June 25, 2003

CHUTZPAH: Author and social critic

CHUTZPAH: Author and social critic Douglas Rushkoff has a very convincing and very brave piece in last week's New York Press on what he calls "The Death of Institutional Judaism." I don't agree with all of Rushhoff's views, but he's saying very important things- many of which I've thought myself for quite some time.
Rushkoff's NYP piece is extrapolated from his current book "Nothing Sacred: The Truth About Judaism," which I have not yet read but plan to. In a few months on the shelves the book has caused nearly as much controversey as the mid-'90s priest-centered TV series of the same name, with Rushkoff being called everything from a self-hating Jew to an anti-Semite to (since his mother is a gentile) not even a Jew at all.
I should say right off the bat that parts of Rushkoff's critique of modern Judaism very much rub me the wrong way: he doesn't appear to be a Zionist; I am. He seems to all but completely reject religiosity and literal belief in God; I do not. And his belief that all Judaism should be centered around "social justice" is something I've long opposed, as too often (especially in the Reform movement) "social justice" becomes nothing but a synomym for a left-wing politics that has little to nothing to do with Judaism itself.

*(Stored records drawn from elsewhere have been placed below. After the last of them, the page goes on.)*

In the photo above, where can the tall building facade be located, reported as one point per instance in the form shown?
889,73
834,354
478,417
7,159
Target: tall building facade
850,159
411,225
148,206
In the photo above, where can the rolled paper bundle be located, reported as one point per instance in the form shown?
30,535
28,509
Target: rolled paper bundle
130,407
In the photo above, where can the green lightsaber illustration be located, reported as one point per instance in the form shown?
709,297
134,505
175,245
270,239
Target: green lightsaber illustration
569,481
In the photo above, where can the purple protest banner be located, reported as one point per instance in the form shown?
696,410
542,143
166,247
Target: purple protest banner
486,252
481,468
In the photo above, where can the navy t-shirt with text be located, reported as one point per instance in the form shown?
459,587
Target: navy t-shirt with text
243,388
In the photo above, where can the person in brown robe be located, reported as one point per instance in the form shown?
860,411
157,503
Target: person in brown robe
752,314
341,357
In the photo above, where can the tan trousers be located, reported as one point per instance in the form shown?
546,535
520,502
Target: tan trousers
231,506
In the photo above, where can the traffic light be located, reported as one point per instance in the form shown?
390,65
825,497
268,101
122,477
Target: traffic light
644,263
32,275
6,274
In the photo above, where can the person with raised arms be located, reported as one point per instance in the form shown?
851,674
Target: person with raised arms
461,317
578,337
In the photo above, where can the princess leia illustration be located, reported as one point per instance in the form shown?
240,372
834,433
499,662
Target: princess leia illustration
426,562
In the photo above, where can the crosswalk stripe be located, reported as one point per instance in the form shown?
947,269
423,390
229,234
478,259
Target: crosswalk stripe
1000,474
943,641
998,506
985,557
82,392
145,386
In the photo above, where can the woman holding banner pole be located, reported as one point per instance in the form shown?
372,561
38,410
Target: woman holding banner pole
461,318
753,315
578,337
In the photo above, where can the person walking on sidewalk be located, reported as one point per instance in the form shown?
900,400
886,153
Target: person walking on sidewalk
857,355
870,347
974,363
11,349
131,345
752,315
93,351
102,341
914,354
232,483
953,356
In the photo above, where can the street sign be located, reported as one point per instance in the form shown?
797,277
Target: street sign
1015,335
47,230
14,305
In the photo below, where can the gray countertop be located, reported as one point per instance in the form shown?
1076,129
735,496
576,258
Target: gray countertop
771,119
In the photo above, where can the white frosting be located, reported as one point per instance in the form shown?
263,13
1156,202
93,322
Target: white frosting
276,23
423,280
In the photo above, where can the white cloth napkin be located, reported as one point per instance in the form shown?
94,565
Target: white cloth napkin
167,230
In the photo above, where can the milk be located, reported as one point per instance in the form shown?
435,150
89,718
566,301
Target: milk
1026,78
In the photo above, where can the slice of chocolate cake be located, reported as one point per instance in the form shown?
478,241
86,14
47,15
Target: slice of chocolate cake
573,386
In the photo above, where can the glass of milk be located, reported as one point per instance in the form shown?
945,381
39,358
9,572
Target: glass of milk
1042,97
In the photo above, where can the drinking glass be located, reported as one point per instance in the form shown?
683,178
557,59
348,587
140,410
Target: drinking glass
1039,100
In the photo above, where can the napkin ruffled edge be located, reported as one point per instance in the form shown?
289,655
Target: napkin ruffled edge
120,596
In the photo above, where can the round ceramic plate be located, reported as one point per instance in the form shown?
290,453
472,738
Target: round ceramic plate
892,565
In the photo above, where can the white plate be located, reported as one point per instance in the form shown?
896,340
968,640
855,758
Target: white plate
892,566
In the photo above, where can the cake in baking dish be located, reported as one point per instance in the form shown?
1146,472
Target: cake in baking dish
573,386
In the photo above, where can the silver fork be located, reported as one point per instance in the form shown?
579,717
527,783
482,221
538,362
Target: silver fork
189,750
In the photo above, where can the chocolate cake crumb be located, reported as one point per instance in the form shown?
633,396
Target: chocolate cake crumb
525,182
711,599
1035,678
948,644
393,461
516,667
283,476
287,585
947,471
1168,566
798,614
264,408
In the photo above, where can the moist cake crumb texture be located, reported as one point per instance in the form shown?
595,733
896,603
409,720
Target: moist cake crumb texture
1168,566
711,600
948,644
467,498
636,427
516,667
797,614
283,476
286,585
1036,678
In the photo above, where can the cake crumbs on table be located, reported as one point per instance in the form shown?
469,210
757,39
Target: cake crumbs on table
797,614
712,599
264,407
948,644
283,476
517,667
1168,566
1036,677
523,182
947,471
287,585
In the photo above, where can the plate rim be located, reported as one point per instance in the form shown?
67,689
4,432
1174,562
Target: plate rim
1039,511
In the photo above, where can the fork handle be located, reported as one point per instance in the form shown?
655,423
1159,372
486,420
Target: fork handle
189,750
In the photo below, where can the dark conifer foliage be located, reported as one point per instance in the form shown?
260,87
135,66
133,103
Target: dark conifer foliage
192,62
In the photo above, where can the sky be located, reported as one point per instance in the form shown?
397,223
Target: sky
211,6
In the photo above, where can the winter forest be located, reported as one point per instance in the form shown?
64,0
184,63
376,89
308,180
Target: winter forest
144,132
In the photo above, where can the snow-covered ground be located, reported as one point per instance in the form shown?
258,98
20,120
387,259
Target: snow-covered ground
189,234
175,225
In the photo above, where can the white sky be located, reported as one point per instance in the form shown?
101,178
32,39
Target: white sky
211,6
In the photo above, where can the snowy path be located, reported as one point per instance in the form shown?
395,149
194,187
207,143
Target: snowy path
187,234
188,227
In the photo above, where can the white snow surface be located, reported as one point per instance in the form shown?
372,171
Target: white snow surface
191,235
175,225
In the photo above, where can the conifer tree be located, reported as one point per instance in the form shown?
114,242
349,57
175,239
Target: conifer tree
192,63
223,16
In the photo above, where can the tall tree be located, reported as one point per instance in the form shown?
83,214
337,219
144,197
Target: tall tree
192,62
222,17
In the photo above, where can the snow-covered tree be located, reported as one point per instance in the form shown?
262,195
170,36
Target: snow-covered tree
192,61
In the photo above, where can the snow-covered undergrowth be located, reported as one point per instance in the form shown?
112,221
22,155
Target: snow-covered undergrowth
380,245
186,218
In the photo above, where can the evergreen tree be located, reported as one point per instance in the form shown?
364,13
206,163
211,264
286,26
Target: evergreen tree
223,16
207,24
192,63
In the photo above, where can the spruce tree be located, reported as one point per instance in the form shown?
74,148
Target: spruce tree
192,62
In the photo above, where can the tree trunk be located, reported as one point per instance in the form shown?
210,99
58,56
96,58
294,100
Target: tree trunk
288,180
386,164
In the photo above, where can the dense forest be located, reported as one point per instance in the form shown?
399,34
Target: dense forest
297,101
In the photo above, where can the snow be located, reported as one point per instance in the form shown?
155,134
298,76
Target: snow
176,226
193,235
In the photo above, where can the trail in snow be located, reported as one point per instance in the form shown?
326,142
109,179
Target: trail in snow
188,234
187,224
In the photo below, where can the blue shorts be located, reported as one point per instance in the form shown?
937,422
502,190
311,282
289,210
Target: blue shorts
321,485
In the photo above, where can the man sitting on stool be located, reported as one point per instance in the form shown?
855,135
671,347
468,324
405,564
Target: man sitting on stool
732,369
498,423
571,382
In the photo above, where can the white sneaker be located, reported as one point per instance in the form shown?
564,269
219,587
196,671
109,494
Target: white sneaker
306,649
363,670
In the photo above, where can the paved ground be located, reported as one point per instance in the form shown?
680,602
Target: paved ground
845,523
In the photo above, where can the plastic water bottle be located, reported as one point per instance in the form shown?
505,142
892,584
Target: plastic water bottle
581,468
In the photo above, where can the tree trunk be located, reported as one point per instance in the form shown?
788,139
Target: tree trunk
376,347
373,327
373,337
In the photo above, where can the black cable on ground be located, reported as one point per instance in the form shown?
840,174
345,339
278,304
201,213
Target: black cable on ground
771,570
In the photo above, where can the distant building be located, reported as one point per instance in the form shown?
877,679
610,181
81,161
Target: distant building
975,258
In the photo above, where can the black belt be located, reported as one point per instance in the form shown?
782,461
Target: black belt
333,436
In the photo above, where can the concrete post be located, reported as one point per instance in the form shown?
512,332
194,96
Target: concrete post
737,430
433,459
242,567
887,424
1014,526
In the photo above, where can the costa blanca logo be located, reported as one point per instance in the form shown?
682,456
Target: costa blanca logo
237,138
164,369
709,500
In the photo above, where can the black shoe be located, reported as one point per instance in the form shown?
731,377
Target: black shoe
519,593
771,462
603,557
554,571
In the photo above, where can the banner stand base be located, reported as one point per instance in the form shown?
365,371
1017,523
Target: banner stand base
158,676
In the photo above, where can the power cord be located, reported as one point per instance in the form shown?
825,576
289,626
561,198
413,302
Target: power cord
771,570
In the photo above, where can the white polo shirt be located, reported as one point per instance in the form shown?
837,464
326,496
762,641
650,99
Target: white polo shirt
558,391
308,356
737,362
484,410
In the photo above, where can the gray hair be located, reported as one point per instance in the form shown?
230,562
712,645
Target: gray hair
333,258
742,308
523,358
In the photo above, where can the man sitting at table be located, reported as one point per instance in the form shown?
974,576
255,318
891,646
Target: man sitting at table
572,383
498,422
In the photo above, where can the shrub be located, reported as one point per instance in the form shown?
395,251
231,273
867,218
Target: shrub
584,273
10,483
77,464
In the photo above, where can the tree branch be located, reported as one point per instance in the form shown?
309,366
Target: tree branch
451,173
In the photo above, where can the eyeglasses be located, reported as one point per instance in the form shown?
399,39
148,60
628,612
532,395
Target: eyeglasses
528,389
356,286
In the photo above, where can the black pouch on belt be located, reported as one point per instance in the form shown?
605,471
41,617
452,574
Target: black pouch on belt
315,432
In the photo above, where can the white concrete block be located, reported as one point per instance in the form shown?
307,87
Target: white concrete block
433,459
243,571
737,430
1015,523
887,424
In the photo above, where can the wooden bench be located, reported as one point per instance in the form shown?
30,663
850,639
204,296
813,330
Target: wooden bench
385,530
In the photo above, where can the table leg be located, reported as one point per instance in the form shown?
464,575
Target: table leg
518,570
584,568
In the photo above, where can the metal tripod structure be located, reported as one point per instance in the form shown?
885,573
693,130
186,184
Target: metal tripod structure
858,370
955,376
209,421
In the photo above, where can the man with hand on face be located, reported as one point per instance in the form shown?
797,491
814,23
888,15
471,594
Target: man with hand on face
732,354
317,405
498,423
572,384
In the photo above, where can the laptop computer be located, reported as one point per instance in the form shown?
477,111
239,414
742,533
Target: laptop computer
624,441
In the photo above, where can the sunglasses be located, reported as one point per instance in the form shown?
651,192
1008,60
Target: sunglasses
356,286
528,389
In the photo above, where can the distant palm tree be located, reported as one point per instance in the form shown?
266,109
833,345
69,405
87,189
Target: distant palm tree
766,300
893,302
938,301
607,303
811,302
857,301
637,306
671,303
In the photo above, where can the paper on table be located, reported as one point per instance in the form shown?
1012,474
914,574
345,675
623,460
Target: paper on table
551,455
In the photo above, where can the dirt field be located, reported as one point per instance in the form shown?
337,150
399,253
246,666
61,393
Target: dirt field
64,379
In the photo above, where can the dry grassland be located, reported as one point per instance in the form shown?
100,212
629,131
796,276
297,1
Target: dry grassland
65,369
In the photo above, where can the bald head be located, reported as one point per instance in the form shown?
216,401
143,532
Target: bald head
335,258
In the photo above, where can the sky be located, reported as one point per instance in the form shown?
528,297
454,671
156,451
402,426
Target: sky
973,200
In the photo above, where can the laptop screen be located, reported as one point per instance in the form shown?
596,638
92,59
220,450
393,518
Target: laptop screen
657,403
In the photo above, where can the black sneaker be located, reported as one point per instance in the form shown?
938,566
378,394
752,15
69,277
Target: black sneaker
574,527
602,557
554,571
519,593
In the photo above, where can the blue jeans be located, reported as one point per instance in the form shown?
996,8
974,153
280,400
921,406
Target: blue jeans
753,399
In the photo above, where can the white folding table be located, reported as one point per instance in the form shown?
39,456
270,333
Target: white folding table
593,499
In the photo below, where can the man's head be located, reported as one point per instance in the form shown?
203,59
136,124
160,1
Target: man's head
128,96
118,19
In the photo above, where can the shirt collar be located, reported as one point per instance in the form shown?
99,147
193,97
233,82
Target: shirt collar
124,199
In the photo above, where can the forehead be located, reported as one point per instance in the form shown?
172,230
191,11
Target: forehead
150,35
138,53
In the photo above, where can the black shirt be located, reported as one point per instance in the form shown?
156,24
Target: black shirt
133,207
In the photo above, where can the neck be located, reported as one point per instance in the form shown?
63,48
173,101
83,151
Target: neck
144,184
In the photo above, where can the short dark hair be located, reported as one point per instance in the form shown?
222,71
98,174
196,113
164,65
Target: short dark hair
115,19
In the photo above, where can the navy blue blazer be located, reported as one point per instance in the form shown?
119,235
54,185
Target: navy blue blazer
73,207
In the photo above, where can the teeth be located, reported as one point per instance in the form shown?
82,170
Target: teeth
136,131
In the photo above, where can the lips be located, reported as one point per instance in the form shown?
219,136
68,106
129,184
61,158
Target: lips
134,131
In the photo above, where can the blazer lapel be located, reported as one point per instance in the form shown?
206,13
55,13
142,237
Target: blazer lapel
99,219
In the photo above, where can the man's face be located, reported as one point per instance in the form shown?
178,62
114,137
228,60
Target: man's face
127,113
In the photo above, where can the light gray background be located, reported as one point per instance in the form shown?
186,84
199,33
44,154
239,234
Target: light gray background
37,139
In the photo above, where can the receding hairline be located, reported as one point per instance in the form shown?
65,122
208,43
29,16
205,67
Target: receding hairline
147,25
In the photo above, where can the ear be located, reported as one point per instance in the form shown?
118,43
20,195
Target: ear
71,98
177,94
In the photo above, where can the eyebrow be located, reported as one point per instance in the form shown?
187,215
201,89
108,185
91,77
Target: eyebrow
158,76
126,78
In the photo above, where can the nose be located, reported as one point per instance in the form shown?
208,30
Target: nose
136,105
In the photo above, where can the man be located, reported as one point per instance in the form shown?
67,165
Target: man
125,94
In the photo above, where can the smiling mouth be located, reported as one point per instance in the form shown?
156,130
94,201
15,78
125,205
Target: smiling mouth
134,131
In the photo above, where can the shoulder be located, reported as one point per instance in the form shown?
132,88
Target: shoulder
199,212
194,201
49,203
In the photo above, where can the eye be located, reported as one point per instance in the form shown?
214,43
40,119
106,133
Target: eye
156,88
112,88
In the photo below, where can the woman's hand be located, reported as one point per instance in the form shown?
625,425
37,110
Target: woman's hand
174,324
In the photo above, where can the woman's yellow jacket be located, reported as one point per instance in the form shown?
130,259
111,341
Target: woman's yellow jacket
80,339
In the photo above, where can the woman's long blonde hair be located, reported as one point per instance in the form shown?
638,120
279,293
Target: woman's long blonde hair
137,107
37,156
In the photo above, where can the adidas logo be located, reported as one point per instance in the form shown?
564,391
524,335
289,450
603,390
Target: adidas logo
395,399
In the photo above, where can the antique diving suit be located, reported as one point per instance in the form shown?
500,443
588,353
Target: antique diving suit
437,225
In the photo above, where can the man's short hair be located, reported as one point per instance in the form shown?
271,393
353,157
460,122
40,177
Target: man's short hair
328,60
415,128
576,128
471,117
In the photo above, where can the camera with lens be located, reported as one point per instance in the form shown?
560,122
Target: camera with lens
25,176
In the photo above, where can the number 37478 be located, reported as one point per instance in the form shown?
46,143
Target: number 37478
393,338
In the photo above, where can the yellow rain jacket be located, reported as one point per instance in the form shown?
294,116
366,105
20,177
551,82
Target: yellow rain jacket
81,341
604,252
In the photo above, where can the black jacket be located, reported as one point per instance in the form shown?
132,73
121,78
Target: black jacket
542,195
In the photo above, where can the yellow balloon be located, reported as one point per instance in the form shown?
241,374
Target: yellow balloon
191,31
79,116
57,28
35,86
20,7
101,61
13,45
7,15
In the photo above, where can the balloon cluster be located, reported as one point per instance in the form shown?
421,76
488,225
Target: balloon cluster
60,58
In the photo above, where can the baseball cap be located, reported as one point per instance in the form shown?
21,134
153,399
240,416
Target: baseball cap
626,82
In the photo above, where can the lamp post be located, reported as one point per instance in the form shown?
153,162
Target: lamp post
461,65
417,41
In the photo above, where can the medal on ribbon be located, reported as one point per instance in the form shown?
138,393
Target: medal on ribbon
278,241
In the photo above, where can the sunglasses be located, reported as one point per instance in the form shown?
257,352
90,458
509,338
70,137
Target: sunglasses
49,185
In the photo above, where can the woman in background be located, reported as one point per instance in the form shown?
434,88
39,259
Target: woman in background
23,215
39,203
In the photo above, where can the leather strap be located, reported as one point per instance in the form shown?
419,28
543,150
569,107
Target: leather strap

So why does the rest of Rushkoff's thesis resonate with me so deeply? For one thing, I admire that he's willing to question long-established tenets of the faith: institutional Judaism, as I've experienced it, has often been all-lockstep, all the time. But more importantly, it's because Rushkoff, in decrying "organized Judaism’s self-defeating obsession with race and numbers," shares my disdain for the habit of Jewish institutions (like the Federations, individual synagogues, and even the ADL) to adopt a Chicken Little philosophy, and accompanying scare tactics that Judaism will DIE if Jews don't acquiesce to a list of demands: reject intermarriage, abandon assimilation, and (of course) donate lots and lots of money.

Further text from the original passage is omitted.